United Benefit Advisors Insight and Analysis Blog

How Benefits Communication Boosts the Bottom Line

By Bill Olson, VP, Marketing & Communications at United Benefit Advisors
  Jun 5, 2014 1:11:00 PM

describe the imageAs the cost of employer-sponsored health insurance continues to rapidly outpace wages and inflation, now more than ever employers are looking for ways to keep costs down. One way to do so (that requires very modest investment) is by improving benefits communication, a critical component of employee engagement.

Industry research has shown that employees have a positive perception of their benefits (even when the overall package is mediocre) if there is an excellent communications plan in place. Unfortunately, three out of four employees say they need more education to understand how changes in their benefits affect their financial safety net*.

And, as more and more employers move to high deductible health plans, making employees aware of how to use their benefits and take control of their health care consumption will be the key to cost savings.

UBA’s white paper, "A Business Case For Benefits Communications,” addresses how best to reach employees, what they need to know, and how they prefer to receive the information. 

For example, here are a few examples from the white paper:
 

HIDDEN PAYCHECKS

Total compensation statements, or “hidden paychecks,” serve as excellent ways to inform employees about what the company is providing for them. These statements not only outline an employee's wages but also display the employer’s contributions to benefit plans such as medical, life, retirement, and more.
 

MAKING EMPLOYEES 'STEWARDS' OF THE PLAN

Sharing the financials associated with the health plan and other benefits help employees understand and become ‘stewards’ of the plans, wanting to become better consumers and help control costs. It’s helping employees understand what they can and can't control in the health care puzzle.
 

BENCHMARKING DATA

Communicating benchmark data about how an employer’s plan compares with those of other companies is another way to drive home the value of a benefits package.

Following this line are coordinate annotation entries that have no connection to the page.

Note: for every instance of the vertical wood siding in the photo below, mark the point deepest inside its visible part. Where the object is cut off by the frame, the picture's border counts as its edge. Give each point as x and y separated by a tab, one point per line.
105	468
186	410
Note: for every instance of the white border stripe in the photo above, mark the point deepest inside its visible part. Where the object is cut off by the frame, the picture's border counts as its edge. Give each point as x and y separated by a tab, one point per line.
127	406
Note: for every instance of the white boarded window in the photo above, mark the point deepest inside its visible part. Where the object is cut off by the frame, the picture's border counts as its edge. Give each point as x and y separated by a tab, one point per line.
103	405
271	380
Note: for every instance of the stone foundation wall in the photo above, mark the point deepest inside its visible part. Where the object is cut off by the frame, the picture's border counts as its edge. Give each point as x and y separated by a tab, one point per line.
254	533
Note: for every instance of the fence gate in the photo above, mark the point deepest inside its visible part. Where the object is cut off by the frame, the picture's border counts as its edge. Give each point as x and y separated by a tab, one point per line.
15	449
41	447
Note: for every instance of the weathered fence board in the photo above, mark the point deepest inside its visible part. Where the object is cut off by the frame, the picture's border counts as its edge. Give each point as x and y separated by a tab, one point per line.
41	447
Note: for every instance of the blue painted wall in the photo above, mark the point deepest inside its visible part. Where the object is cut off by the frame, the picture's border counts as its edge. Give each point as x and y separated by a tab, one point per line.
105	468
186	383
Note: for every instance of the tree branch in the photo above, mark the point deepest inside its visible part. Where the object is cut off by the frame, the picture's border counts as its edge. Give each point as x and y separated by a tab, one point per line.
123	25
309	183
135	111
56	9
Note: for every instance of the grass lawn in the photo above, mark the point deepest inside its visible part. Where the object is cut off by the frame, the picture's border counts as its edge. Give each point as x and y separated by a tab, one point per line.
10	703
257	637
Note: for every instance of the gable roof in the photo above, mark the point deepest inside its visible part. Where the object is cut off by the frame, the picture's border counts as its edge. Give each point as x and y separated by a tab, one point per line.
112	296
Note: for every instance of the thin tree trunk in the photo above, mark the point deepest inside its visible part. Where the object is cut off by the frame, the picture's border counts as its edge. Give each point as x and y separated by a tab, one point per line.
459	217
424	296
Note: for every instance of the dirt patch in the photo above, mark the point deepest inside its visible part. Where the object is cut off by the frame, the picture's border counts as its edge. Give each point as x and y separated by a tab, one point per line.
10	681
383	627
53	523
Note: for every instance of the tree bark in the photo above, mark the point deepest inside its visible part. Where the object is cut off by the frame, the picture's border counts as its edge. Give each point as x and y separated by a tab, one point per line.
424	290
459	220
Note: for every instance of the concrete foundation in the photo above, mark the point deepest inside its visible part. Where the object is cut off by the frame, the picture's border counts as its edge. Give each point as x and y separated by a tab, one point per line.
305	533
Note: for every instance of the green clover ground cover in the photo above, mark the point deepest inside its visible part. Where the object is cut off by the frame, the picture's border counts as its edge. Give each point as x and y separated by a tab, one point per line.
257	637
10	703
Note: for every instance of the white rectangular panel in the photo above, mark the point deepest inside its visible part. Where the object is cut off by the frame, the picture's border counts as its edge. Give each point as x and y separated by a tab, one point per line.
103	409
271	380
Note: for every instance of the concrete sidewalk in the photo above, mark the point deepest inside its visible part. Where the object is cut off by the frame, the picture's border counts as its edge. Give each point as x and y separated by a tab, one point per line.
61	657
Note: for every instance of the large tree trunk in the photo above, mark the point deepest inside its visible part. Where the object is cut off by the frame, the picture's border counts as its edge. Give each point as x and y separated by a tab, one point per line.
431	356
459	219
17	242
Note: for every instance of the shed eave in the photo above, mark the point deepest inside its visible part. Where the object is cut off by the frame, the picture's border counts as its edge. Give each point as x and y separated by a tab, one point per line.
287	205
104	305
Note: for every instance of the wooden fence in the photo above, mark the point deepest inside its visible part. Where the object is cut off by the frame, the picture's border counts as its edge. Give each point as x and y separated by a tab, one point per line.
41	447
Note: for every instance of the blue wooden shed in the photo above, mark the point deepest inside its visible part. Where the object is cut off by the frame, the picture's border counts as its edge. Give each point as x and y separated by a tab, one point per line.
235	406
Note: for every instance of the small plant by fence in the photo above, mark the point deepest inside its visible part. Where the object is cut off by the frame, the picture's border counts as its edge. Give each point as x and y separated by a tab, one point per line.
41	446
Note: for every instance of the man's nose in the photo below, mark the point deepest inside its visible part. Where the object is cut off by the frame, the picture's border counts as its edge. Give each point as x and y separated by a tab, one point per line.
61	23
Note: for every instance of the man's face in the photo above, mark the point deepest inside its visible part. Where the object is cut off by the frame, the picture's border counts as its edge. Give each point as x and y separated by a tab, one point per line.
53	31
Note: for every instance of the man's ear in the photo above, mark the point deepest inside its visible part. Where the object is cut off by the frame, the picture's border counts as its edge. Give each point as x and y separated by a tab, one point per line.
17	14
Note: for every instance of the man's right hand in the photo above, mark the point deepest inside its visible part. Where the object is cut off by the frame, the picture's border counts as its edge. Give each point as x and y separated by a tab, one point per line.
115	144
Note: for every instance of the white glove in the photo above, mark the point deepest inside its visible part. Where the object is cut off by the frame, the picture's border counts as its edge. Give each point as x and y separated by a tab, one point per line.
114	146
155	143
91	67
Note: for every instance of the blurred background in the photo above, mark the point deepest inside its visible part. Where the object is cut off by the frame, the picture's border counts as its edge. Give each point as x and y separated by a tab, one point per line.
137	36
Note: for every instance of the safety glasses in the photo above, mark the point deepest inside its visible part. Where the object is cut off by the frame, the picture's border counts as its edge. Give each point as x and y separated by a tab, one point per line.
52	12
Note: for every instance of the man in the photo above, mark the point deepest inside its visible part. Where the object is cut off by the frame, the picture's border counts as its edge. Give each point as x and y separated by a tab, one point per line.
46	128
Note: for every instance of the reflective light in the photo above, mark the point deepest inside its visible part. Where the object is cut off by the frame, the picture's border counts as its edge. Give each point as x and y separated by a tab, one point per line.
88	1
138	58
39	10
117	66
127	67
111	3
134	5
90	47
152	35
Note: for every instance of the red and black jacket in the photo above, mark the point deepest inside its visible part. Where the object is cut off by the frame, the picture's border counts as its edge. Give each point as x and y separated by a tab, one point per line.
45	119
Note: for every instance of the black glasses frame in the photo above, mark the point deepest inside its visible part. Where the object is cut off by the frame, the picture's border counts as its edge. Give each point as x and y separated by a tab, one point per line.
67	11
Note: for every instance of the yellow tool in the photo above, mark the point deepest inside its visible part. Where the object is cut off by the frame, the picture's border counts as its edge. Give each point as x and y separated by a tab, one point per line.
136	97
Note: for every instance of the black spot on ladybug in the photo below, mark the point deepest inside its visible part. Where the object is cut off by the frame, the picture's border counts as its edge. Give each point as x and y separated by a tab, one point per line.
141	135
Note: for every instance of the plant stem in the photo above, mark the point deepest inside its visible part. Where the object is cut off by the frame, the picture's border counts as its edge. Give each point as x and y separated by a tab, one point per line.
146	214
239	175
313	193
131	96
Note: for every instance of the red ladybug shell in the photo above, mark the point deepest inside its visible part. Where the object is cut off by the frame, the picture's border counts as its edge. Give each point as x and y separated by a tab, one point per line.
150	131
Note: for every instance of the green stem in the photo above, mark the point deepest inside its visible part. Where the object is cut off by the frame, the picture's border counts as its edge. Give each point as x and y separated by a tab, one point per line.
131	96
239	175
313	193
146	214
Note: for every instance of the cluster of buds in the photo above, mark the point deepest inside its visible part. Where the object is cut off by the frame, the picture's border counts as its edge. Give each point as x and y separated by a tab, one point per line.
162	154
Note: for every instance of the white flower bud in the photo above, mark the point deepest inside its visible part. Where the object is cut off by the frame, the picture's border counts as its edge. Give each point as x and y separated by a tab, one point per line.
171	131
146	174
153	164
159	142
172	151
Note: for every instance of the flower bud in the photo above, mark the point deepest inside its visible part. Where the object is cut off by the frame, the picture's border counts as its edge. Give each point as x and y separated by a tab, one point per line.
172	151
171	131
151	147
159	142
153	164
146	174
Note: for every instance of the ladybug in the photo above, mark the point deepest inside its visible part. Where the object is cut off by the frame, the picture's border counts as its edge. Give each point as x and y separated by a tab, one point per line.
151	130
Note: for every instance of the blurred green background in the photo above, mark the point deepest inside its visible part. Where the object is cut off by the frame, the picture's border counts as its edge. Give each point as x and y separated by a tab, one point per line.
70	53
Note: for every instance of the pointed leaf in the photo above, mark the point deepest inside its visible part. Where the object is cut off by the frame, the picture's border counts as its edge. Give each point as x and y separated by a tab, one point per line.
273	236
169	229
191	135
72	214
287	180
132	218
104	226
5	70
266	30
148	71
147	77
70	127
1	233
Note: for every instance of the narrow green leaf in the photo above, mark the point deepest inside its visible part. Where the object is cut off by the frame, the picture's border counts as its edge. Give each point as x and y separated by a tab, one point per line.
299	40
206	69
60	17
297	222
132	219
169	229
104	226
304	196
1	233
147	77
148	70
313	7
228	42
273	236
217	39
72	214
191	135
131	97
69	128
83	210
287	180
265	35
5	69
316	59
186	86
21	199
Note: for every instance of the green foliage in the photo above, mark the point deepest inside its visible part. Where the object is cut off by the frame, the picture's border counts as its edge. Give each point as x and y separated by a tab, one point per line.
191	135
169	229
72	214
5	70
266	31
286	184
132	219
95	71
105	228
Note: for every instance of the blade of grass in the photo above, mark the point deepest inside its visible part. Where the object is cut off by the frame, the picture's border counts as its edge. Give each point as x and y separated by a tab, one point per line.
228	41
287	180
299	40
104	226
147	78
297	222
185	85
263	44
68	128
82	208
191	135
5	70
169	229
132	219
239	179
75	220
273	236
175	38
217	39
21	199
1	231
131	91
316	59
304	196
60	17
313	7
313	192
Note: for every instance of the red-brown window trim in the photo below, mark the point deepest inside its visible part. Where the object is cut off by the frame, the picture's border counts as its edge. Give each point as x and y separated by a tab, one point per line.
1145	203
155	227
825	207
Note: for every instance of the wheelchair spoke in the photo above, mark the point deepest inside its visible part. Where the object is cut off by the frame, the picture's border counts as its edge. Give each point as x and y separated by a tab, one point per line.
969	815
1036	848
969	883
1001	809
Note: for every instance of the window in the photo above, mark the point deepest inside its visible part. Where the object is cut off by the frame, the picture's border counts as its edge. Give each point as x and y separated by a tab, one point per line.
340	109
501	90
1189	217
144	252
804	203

“We use the benchmark data from the UBA Health Plan Survey to compare not only benefits, but contribution levels,” says Andrea Kinkade, president/employee benefits advisor with Kaminsky & Associates, a UBA Partner Firm in Ohio. “We even use it during open enrollment meetings to illustrate how our clients’ benefits and contributions levels are better than their peers. It is an extremely beneficial and key part of the renewal process as many companies struggle with what level of coverage to offer and how much cost sharing to include. When their benefits exceed the benchmarks, it is a great reminder to employees of just how good a medical program they have.”